The CNBC reported here should have been a little less trusting.


15 thoughts on “Microsoft Threatens to Move (More) Work Offshore

  1. > All this, of course, while continually claiming they need foreign workers to fill their jobs.

    This doesn’t surprise me. A while back, I looked at a claim that I kept reading online, that “by 2020 there will be 1.4 million computer-science-related jobs available and only 400,000 computer science graduates with the skills to apply for those jobs.” As explained at , this claim appears to have originated with a paper at which was released by Microsoft in 2012. The paper came up with projections for 2010 to 2020 which have since proven to be very inaccurate. Despite this, numerous organization continue to blindly quote these 6-year old projections with nary a change. It appears that the only thing that will stop them from quoting them is the eventually passage of time beyond 2020. Then, they will likely just switch to another old projection that has already been proven to be false. In any case, the Microsoft paper also suggested “Bridging The Gap With High-skilled Immigration Reform” by establishing a new and supplemental allocation of 20,000 H-1B STEM visas and recapturing 20,000 unused employment-based green card numbers annually to reduce the green card backlog.

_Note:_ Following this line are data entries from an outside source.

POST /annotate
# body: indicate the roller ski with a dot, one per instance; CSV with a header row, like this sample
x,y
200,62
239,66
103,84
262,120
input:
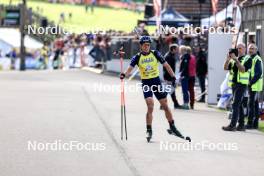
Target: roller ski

  2. While I agree that MS prefers outsourcing, how much of this do you suspect is due to Seattle’s apparent dislike of business? (Of course, if so, why outsource overseas rather than move out-state as Boeing did?)

    On the other hand, if MS likes out-sourcing so much, why not “out-source” the entire company?


  3. They don’t hire Americans. They don’t hire older workers. They are just taking up space and straining our resources. My come back to them… Either hire US workers or we’ll kick you out. Almost a Trillion dollar company has no regards and created virtually no value for the community that made them into behemoth evil.


  4. Considering how much innovation is coming out of MS, if they keep staffing with H1Bs, they will be irrelevant soon enough.


    • Related comment on HP:

      I spent over an hour on the phone this morning with HP customer service. The first 45 minutes was on hold, the rest was on my problem. If they are going to outsource customer service to India, they could at least hire enough cheap workers to cut back the wait times to less than 45 minutes.